Writing Net Zero History

Posted in: Comment, Talks and Presentations

The idea of net zero was brought into mainstream thinking following the Paris Agreement in 2015, but the idea was developed in the IPCC Fifth Assessment Report in 2013 which stated that limiting global temperature change means limiting the cumulative CO2 emissions in the atmosphere – and this, in order to eventually stop global warming, net anthropogenic additions of CO2 into the atmosphere would have to reach zero.

The Paris Agreement (section 4.1) stipulated that

"In order to achieve the long-term temperature goal set out in Article 2, Parties aim to reach global peaking of greenhouse gas emissions as soon as possible, recognizing that peaking will take longer for developing country Parties, and to undertake rapid reductions thereafter in accordance with best available science, so as to achieve a balance between anthropogenic emissions by sources and removals by sinks of greenhouse gases in the second half of this century, on the basis of equity, and in the context of sustainable development and efforts to eradicate poverty."

This is the key net zero text.

The meeting [it was COP21] although widely regarded as insufficiently ambitious, was crucial for this statement.  In addition, it established new global responsibilities, expectations and mechanisms, imperfect that they, inevitably are.  And it gave rise to the need for countries to talk to each other reasonably seriously through subsequent COPs.  Sweden was the first country to put a mid-century (by 2045) net zero target into law, followed by the UK (by 2050).  Currently 101 countries have a net zero goal although the extent of legal enshrinement varies considerably.  There's a short history of net zero c/o the Energy and Climate Change Intelligence Unit.

How "in the second half of this century" became "by 2050" is not clear.  An increased sense of urgency, perhaps?  Macho politicians, maybe, anxious to be seen to be on the right side of history, as if history cared.  But then there's something about dates ending in 0 and the mid-century 50 offered a prominent bulls-eye to aim at.

Importantly, net zero does not mean zero.  What the idea does is to make clear that there will be a need to balance residual greenhouse gas production with sinks to absorb the excess.

There is at least one UK educational NGO, Let's Go Zero, that talks about zero rather than net zero.  When I queried this with them, they said they do this because they think that people don't understand 'net'.  An ideal opportunity to explain it, I thought.  Other groups simply want there to be zero carbon asap despite the social and economic disruption that would ensue.  They have been gifted a lot of unchallenged air time of late.

History is never finished as we know, and we continue to write the net zero chapter with a particularly intense drafting workshop going on in Dubai which may need new sustainability literacy skills to be developed.

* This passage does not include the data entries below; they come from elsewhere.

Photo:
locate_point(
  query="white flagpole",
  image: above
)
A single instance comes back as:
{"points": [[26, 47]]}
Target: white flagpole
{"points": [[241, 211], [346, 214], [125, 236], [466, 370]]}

I think that the goal of net zero is the most challenging of tasks humanity has ever faced.  It's not just existential it's truly global with no escape from it no matter how rich or well connected you are.  It's a problem we'd rather not have, I guess, but, as we have it it is surely going to need to bring out the best in us if we are to succeed.  That's a meliorist statement of hope tinged with a bit of optimism.  This is going to sound rather hubristic, but I'm glad to play a vanishingly small part in this struggle.